18. Moreover, besides the dying declaration, there is no other material to support the case of the prosecution as the substantive evidence of PW-5 is full of inherent omissions and contradictions. This Court is of the opinion that the said irregularities if any, in recording the statement under Section 313 of Cr.P.C. is concerned, cannot be rectified at this stage for the simple reason that the accused has undergone the whole of the sentence and was in custody from 2009 to 2019 and has served the substantive sentence of 10 years and therefore it would be futile to make an endeavour to fill-up lacunae in recording of the statement under Section 313 Cr.P.C.. Hence, the accused deserves to be acquitted of the charges levelled against him. 19. It would be difficult to part with the judgment without appreciating the efforts taken by learned counsel Ms.

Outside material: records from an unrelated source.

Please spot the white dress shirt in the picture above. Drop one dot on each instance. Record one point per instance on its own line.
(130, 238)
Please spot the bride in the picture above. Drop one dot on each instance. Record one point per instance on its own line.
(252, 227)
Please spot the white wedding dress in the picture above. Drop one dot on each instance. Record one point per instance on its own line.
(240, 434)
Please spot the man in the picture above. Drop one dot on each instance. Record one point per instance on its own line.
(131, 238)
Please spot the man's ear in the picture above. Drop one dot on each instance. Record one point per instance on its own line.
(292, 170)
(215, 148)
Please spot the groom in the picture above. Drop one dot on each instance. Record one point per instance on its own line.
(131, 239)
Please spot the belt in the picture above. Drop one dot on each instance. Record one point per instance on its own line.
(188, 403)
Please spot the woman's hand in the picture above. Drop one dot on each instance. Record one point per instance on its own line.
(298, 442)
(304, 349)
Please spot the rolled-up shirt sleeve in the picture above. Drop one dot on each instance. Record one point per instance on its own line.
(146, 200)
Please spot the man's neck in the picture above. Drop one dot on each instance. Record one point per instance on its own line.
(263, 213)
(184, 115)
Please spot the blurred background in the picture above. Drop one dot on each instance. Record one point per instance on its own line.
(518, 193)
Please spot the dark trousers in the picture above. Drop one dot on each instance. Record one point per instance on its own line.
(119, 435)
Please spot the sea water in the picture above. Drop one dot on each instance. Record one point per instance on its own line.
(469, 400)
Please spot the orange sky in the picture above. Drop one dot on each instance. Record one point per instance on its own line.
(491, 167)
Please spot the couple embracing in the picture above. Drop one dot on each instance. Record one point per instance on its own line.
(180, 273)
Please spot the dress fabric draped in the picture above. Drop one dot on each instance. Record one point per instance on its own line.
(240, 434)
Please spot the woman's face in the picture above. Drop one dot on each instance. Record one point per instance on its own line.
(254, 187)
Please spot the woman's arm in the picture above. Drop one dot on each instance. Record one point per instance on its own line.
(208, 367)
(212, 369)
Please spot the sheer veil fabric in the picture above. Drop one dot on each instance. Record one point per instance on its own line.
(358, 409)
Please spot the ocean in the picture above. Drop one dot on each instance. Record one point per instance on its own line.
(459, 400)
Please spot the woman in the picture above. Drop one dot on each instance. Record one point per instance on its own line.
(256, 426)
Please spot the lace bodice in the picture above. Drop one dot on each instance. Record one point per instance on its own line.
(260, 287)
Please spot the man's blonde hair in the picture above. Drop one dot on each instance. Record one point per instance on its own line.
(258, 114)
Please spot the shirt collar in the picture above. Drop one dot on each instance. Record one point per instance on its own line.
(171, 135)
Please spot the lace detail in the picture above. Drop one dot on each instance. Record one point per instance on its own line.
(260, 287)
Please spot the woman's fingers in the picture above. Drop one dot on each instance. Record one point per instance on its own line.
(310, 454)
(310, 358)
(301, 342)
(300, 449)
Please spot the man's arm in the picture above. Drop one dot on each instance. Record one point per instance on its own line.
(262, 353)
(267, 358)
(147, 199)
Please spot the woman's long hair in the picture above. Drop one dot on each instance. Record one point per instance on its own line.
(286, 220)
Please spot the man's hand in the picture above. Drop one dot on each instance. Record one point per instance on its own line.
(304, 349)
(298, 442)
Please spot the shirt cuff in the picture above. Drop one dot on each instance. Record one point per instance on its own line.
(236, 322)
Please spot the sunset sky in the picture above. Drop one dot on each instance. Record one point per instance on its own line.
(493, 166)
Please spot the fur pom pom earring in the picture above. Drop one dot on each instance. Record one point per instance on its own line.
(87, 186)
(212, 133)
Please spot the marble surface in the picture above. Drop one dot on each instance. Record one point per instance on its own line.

Shraddha Sawant, who was appointed to espouse the cause of the accused. The accused has taken a specific defence that not only the case is false in which he has been implicated but also he was not in the village during the period from 11th October 2009 to 13th October 2009. This has to be read in consonance with the admissions of PW5 that being a Carpenter, the accused/appellant used to remain outside the village for 3-4 days in a week. Hence, the following order : ORDER (I) The appeal is allowed. (II) The conviction awarded to the appellant by the learned Additional Sessions Judge, Kalyan vide judgment and order dated 3rd July 2012 for the offences punishable under Sections 366 (A), 376, 306 and 506 of Indian Penal Code is quashed and set aside. (III) Fine amount if paid, be returned to the accused-appellant as per rule. (IV) The professional fees of Learned Counsel, Ms. Shraddha Sawant, is quantified as per rules. The fees to be paid by High Court Legal Aid Services Committee within three months from today.